John’s work with the Bloody Sunday Trust began as a Family Liaison Officer in 1997. He acted as a conduit for the families and the outside world as they pushed to get the truth out about the events of that day and the subsequent cover-up. In 2004, he moved into the position he now holds at the museum.
John’s voice swells with pride when he speaks of the day in June 2010 when the Saville Report was released and his brother and the others killed that day were exonerated. Gathered with other family members inside Guild Hall, waiting for nearly 5 hours for British Prime Minister David Cameron’s statement, they could barely contain themselves. “It’s been a long journey. It took us 38 ½ years to get the full declaration of innocence for our people. During the campaign we had three demands: one was the declaration of innocence for our people, the second was the repudiation of Widgery…and the third one was the prosecution of the soldiers.”
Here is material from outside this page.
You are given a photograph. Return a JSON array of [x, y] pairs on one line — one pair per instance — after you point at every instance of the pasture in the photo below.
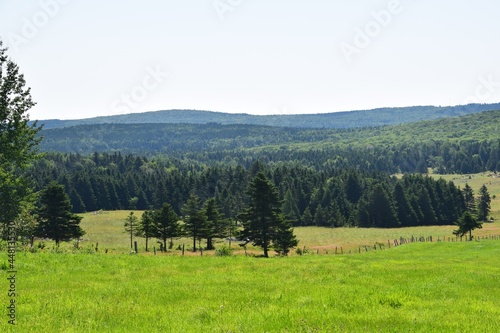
[[417, 287]]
|Pointing to a picture of his brother, Michael|
|Michael was shot near the lamp post centered in picture|
John’s is a story that isn’t finished, though. Like that broken circle on the poster, he and the family members that remain (and remember) feel that justice has yet to be seen. His work in the Museum of Free Derry and the Saville Report have provided both truth and healing, but justice remains elusive. He believes that, “the healing process for me is a constant process whereby I am able to talk about it every day and relay the story of what happened through my work. I think it boils down to the satisfaction of knowing that when people come in here they walk away with the true story.”
|John pointing to Michael's picture|
Before leaving John took time to show me something I hadn’t seen in the poster – the blurry faces of the 14 civilians killed that afternoon. Hidden in the gold band, broken and interrupted by the shell casing, is each lost life. He reminded me that, "This was never about vengeance. This was about truth and justice, about the fact that 14 innocent people were murdered and the British Government covered it up. Over the years we were castigated; we were ignored."
John’s journey for justice continues.